There is something about Megan “Meg” Beatty that makes you feel as though you could entrust her with anything – a deeply-held secret, or the care of your children.

The senior, who is majoring in food science and technology exudes a sense of integrity and of competence, both of which are grounded by a quiet graciousness and a maturity that exceed her 23 years. One of the most endearing things about the Blacksburg native is her gratitude for all that she has accomplished. Beatty is quick to credit many professors and mentors who have supported her during her college career, praising them as instrumental to her success. She is more apt to commend others than to acknowledge her own role in realizing a number of exceptional achievements.

“I can, with 100 percent certainty, say I would not be here without everyone in the College of Agriculture and Life Sciences,” said Beatty, who has made Dean’s List each semester since her freshman year. “Dr. Sumner has been incredible. I’ve worked in her office since my freshman year, and she has been an exceptional mentor ever since. She cares so deeply about her students. The way she talks about them is really special. It’s telling about the college.”

Beatty also has high praise for advisor Linda Granata whom she cites as “a very big influence.” The feeling among the faculty is clearly mutual.

“In my role, I get to engage with all the amazing students in our college,” said Susan Sumner, associate dean and director of academic programs. “In Meg’s educational journey, she asked me to serve as her official mentor. As her mentor, I know I learned as much from her as she learned from me.”

As a freshman, Beatty devised a unique plan to use food science as a path toward a career in medicine.

“The faculty members really drew me in. I loved how caring they were and how much they pushed us to succeed. I liked being part of a small department where you get lots of individualized attention,” said Beatty.

Ultimately, after an independent study during which she explored the programming and services provided by local Virginia Cooperative Extension offices in the New River and Roanoke valleys, she decided to pursue a career in Extension rather than medicine. She credits an Extension middle school cooking program called Teen Cuisine with inspiring her change of heart. The classroom experience opened her eyes to the need for the practical food science education, and to her ability to share her knowledge that could help others.

“I want to work directly with people and to influence their lives for the better,” said Beatty, who is minoring in psychology. “Family and consumer sciences Extension agents teach nutrition, food safety, and topics along those lines. I’m also interested in community development. I’d like to integrate these with my interpersonal skills in order to do work that directly impacts a community. That is my passion in life.”

The CALS student ambassador, who was also nominated to serve as both representative to the college’s Life Sciences Alumni Board and to the Virginia Tech Student Government Association, is well-steeped in the university’s tradition of service and giving back. She has been engaged in service roles to the university, college, and community, coordinating science, technology, engineering, and math programming for children through the DaVinci Living-Learning Community and working as an intern for Project Youth Extension Service, where she focused on programs for children in military families.

The academic achiever also been a four-year recipient of a Department of Food Science and Technology scholarship, as well as the college’s Robert J. Noell merit scholarship. Beatty is a member of Gamma Sigma Delta, an honor society for agriculture students.

As if this impressive list of achievements wasn’t enough, the Outstanding Senior of the Year has also engaged in multiple undergraduate research opportunities, which recently included analyzing different acid components of hops in the college’s enology laboratory.

“We got hops in from East Coast growers and extracted the essential oils to see whether there was a difference in the acid component between Virginia-grown hops and Pacific Northwest hops. It was a lot of fun,” she said.

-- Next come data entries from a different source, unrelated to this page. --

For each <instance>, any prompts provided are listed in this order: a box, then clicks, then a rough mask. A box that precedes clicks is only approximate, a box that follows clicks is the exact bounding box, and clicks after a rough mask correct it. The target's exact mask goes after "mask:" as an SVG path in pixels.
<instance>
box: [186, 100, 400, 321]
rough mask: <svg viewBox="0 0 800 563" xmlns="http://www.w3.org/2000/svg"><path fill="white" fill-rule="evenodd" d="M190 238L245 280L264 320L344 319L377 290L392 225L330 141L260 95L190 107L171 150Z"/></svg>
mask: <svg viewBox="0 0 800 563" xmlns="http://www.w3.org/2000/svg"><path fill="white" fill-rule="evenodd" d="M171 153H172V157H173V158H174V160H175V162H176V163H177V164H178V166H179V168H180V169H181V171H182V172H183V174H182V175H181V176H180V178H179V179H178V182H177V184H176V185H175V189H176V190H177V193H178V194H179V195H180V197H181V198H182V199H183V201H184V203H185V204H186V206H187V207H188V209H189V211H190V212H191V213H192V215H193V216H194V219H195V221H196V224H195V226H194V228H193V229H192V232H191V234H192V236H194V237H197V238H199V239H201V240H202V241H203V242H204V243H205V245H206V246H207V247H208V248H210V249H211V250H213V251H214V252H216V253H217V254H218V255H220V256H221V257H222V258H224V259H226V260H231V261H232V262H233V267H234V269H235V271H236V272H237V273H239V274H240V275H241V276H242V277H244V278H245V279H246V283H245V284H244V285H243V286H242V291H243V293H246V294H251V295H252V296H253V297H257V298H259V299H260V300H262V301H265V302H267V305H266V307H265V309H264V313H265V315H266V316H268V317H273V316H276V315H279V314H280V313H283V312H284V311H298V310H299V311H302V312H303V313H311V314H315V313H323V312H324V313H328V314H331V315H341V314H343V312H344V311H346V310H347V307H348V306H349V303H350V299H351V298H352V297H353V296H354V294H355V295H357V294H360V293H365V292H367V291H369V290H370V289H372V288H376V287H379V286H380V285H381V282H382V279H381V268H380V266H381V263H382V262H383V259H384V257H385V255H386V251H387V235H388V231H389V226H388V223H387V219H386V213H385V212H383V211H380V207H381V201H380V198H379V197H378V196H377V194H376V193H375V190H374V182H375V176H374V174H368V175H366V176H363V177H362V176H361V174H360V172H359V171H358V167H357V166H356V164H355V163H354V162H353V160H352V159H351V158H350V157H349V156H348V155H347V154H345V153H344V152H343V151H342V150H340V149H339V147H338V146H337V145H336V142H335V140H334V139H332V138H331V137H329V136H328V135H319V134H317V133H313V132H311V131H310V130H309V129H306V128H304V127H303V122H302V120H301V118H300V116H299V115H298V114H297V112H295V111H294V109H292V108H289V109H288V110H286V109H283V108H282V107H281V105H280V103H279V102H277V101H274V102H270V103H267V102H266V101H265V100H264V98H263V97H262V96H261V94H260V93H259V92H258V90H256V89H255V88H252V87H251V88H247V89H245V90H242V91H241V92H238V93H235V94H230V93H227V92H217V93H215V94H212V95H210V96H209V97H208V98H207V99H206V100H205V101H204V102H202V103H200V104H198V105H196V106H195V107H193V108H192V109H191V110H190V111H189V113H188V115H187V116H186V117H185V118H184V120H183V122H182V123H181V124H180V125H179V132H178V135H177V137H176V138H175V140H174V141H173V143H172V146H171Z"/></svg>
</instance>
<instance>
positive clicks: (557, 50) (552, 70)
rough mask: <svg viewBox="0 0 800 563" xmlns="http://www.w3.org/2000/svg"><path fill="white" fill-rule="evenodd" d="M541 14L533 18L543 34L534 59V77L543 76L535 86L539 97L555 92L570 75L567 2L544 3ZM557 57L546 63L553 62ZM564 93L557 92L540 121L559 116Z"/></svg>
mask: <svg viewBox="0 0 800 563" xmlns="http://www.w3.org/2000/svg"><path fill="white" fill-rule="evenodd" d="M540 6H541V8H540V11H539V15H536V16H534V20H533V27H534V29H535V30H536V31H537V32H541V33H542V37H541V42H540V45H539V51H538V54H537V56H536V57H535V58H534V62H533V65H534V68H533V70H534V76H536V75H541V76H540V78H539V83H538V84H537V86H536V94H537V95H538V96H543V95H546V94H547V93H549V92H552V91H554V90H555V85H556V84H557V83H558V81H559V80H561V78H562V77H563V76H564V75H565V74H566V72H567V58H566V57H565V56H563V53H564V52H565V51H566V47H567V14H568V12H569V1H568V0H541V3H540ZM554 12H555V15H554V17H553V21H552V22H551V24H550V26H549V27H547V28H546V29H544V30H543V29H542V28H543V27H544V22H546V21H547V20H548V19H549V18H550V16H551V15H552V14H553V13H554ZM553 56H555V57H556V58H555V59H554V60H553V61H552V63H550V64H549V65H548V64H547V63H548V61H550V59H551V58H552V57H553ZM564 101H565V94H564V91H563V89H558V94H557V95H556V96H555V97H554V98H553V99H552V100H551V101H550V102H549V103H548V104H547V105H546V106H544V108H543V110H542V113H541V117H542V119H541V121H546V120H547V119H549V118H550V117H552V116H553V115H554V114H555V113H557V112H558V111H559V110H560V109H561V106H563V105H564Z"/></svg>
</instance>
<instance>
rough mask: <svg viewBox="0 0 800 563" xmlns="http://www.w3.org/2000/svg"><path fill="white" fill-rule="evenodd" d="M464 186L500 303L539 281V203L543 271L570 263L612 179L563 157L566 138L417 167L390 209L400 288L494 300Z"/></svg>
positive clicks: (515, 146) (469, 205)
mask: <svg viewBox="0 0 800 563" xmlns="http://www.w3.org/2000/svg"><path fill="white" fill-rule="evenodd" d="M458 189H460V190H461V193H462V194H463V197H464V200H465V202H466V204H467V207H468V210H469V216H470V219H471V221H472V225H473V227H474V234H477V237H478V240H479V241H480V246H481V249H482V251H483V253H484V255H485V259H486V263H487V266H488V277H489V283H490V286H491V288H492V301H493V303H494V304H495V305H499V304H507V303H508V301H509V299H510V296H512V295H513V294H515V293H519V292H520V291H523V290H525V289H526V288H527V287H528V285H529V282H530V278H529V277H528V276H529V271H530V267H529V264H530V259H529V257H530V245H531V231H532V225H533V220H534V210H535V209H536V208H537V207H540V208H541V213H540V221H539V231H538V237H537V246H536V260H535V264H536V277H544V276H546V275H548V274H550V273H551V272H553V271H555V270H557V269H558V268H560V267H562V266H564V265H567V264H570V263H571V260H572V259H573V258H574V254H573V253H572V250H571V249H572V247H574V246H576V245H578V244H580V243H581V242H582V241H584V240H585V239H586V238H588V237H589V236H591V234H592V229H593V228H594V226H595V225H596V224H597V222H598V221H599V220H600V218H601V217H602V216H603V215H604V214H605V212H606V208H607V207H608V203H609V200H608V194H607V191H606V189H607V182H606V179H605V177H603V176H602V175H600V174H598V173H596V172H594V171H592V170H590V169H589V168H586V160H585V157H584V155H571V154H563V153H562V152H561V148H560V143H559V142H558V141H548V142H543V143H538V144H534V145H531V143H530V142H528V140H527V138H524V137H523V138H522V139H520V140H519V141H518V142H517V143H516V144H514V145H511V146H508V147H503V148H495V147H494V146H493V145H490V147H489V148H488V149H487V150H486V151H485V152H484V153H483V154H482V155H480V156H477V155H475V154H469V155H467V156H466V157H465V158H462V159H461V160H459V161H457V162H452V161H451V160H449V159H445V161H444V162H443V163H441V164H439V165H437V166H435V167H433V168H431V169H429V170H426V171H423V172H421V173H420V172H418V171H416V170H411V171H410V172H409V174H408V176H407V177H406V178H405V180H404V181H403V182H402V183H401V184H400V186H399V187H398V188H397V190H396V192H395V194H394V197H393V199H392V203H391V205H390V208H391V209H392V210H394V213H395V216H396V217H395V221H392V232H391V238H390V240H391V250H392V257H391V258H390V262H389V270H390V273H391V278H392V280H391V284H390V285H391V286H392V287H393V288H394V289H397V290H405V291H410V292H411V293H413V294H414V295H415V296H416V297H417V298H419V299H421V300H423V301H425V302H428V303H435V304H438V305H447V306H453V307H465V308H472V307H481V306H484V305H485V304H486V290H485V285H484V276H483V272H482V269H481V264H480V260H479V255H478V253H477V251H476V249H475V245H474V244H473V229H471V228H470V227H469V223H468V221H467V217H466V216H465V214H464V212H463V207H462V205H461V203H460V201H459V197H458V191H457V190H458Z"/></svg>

Beatty presented a poster, “Essential Oil Content and Composition of Virginia-Grown Hops,” which took second place at the Food Science and Technology’s Fifth Annual Poster Competition.

In her spare time, the senior enjoys running, hiking, and reading outside. She has earned money babysitting since she was young, and continues to enjoy spending time with, and mentoring, children.

“I babysat for one family for many years, and I ran into them four years later when the children were in middle school. They reminded me of the time I took them to the park with their dog – something I had forgotten. Those sweet moments make a difference,” she said.

It’s hardly surprising that Beatty’s focus is not on her accomplishments or on her designation as the college’s Outstanding Senior of the Year, but on the people and experiences that have touched and helped to shape her life throughout her college career. Considering how many lives she has touched, this seems only fitting.